15. The audio signal decoding apparatus of claim 11, further comprising:

the first inverse transformation unit performs the inverse transformation excluding the first audio signal of the second time domain, and the third inverse transformation unit performs the inverse transformation, being different from the inverse transformation performed by the first inverse transformation unit, excluding the first audio signal of the first time domain.

16. The audio signal decoding apparatus of claim 15, wherein the time interval division unit divides, using a rectangular time window, the first audio signal of the first time domain and the first audio signal of the second time domain.

17. The audio signal decoding apparatus of claim 11, wherein the respective inverse transformation units perform the frequency domain inverse transformation using an FV-MLT scheme.

18. The audio signal decoding apparatus of claim 11, wherein the respective inverse transformation units perform an up-sampling with respect to the respective transformation signals to perform the time domain inverse transformation.

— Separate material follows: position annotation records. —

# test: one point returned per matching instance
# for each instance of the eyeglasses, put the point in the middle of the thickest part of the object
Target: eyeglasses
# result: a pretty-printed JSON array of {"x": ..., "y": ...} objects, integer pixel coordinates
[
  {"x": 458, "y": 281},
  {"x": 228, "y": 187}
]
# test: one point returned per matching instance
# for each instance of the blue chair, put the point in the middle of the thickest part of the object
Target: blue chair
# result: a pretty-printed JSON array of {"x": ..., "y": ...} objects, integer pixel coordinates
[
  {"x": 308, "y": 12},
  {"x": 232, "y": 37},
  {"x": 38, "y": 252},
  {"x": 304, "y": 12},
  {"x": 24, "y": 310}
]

19. The audio signal decoding apparatus of claim 11, wherein the respective inverse transformation units perform an FV-MLT to perform the time domain inverse transformation.

20. An audio signal coding method, comprising:

performing any one transformation of a time domain transformation and a frequency domain transformation with respect to a first audio signal of a first time interval to generate a first transformation signal;

performing the other transformation with respect to a second audio signal of a second time interval subsequent to the first time interval, the second time interval being adjacent to the first time interval, to generate a second transformation signal, the other transformation being different from the transformation performed with respect to the first audio signal; and

performing any one transformation of the time domain transformation and the frequency domain transformation, with respect to either the first audio signal or the second audio signal based on respective transformation schemes of the performing of the any one transformation and the performing of the other transformation, to generate a third transformation signal,

wherein the first audio signal is reconstructed based on the first transformation signal and the third transformation signal, and the second audio signal is reconstructed based on the second transformation signal and the third transformation signal.

21. An audio signal decoding method, comprising:

performing any one inverse transformation of a time domain inverse transformation and a frequency domain inverse transformation, with respect to a first transformation signal of a first time interval on which either a time domain transformation or a frequency domain transformation is performed, to generate a first inverse transformation signal;

performing the other inverse transformation with respect to a second transformation signal of a second time interval subsequent to the first time interval, the second time interval being adjacent to the first time interval, to generate a second inverse transformation signal, the other inverse transformation being different from the inverse transformation performed with respect to the first transformation signal;

performing any one inverse transformation of the time domain inverse transformation and the frequency domain inverse transformation, with respect to either the first transformation signal or the second transformation signal based on respective inverse transformation schemes of the performing of the any one inverse transformation and the performing of the other inverse transformation, to generate a third inverse transformation signal; and

reconstructing an audio signal of the first time interval based on the first inverse transformation signal and the third inverse transformation signal, or reconstructing an audio signal of the first time interval or the second time interval based on the second inverse transformation signal and the third inverse transformation signal.

22. At least one medium comprising computer readable instructions implementing the method of claim 20.

23. At least one medium comprising computer readable instructions implementing the method of claim 21.